Troisi aveva questa capacità: sapeva catturare l’essenza delle persone, dei rapporti e dei sentimenti con poco. Un gesto, una smorfia, una manciata di parole masticate e farfugliate confusamente. Non incarnava l’eroe romantico del cinema degli anni Sessanta; non era affascinante nel senso più classico del termine. Era sé stesso, e questa sì che era una rivoluzione. Quando andava in scena, fingeva il giusto e si tratteneva. Per lui, disse una volta Ettore Scola, gli attori napoletani sono terribili perché esagerano sempre.
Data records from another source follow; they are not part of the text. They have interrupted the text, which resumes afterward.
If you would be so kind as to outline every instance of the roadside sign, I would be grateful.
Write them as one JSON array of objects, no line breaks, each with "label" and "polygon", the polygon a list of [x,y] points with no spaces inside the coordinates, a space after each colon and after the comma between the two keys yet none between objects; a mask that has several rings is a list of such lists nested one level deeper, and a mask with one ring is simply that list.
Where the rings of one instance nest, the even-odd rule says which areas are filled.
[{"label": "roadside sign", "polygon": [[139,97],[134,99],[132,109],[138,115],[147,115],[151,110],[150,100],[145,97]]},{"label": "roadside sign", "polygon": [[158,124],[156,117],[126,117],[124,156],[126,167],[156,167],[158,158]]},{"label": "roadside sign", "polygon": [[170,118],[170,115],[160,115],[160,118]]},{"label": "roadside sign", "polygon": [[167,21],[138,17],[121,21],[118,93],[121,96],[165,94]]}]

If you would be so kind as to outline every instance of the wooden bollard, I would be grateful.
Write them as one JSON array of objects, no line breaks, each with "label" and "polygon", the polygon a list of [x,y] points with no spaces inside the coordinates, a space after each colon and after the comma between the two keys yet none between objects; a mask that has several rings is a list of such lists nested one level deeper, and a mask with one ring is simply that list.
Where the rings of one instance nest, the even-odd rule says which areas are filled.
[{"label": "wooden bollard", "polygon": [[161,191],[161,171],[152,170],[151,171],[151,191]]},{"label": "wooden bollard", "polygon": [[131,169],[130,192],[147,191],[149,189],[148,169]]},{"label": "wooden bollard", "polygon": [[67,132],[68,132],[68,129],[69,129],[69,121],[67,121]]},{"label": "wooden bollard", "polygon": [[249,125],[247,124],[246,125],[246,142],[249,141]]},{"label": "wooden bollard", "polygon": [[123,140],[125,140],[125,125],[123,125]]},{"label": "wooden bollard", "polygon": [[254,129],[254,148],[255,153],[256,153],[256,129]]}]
Troisi rappresentava l’uomo medio, comune, schiacciato dall’insicurezza e costantemente spinto – dalle aspettative, dalla famiglia; da sé stesso, soprattutto – a essere altro. Il piccolo borghese, il figlio d’operai, quello che ha visto tutte e due le parti della strada: dove si vive discretamente, e dove ogni giorno è un tira e molla di conquiste, sofferenze e sconfitte.
Troisi era napoletano, nato a San Giorgio a Cremano il 19 febbraio 1953. Settant’anni fa, oramai. E in qualche modo, con i suoi film e le sue opere, era in grado di sintetizzare un altro modo di essere napoletani. Uno più libero, meno costretto. Uno erede della tradizione, per carità, ma pure dei tempi moderni e della rivoluzione culturale che, tra gli anni Settanta e Ottanta, aveva attraversato l’Italia. Il cinema e il teatro di Troisi erano politici: perché pensati all’interno di un contesto preciso, e mai adeguati alle esigenze degli altri. A Sanremo, dove era andato per promuovere Ricomincio da tre, preferì non esibirsi: non voleva depositare in anticipo il testo del suo monologo. Sempre in Ricomincio da tre, parlava di relazioni extraconiugali e ragazze madri; affrontava, e non ignorava, un certo femminismo. Vedeva l’amore per quello che era: solo amore.
Ammirava Pasolini, e quell’abilità pasoliniana di dire tutto e il contrario di tutto, di essere presente, partecipe, e di non limitarsi mai. Io, diceva, questa cosa non la so fare; non riesco a lasciarmi andare. Eppure nei suoi film infilava pensieri e considerazioni, e andava oltre. Faceva centro. Le persone lo vedevano, e dopo le risate, che sono la reazione più spontanea e viscerale, cominciavano a riflettere.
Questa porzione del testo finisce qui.